Peripheral nerve damage ultimately disrupts the NMJ, causing functional muscle denervation. The NMJ is where an axon terminal contacts a motor endplate (Fig. 1) and is critical for muscle function. The axon terminal releases acetylcholine, which binds to receptors on the motor endplate to cause muscle contraction (Dale et al., 1936; Fertuck and Salpeter, 1974). Mechanisms of denervation and reinnervation at the level of the synapse have been understudied; however, they are critically important. When a nerve is damaged, the distal segment of the axon beyond the injury degenerates, and the nerve endings that once innervated NMJs are lost. If axons grow across the injury site but do not properly reinnervate NMJs, motor improvement will be limited. NMJ reinnervation is vital for regaining muscle function. Additionally, functional recovery is positively correlated with completely reinnervated NMJs (Vannucci et al., 2019). NMJ disturbances are central to the development of neuromuscular diseases as well. ALS (Fischer et al., 2004), spinal muscular atrophy (SMA) (Swoboda et al., 2005), and Guillain-Barré syndrome (GBS) (Ho et al., 1997) can all result in denervation at the level of the NMJ. In ALS rodent models, therapies that rescue lower motor neurons but fail to protect NMJs do not improve lifespan (Suzuki et al., 2007); reviewed in (Murray et al., 2010). It is clear that treatment and research strategies focused only at the motor neuron or axonal regeneration are incomplete; understanding degenerative and regenerative processes at the NMJ is vital to improving recovery after injury and disease.

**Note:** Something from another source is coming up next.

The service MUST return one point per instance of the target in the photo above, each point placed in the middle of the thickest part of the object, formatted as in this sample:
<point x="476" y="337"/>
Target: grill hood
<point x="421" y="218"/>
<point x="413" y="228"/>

The immune response is important for axonal regeneration at the nerve injury site and also occurs downstream in the muscle, where is integral to NMJ reinnervation. Changes in monocyte/macrophage activity at the NMJ have been observed after PNS insults, including peripheral nerve injuries (Jablonka-Shariff et al., 2020), ALS (Van Dyke et al., 2016; Trias et al., 2017), and SMA (Dachs et al., 2011). Macrophages are an incredibly diverse cell type; they can both stimulate and control inflammation and they have the capacity to promote nerve repair. They are known to phagocytose debris of necrotic tissue fragments (Mueller et al., 2001), secrete growth factors (Tomlinson et al., 2018; Bombeiro et al., 2018), promote angiogenesis (Cattin et al., 2015), and interact with tSCs and immune cells (Lu et al., 2020; Savage et al., 2008). Unfortunately, their role at the NMJ in peripheral nerve injury has received less investigative focus. While nerve injuries are distinct from other PNS insults like ALS, SMA, and GBS, all of these pathologies ultimately converge on the functional denervation of the NMJ and consequent paralysis. Evaluating macrophage roles at the NMJ in multiple types of PNS damage provides a more complete picture of macrophage activity in the PNS and may yield insights as to their activity in nerve injuries. In this review, we discuss macrophage roles in PNS pathologies with a focus on the NMJ.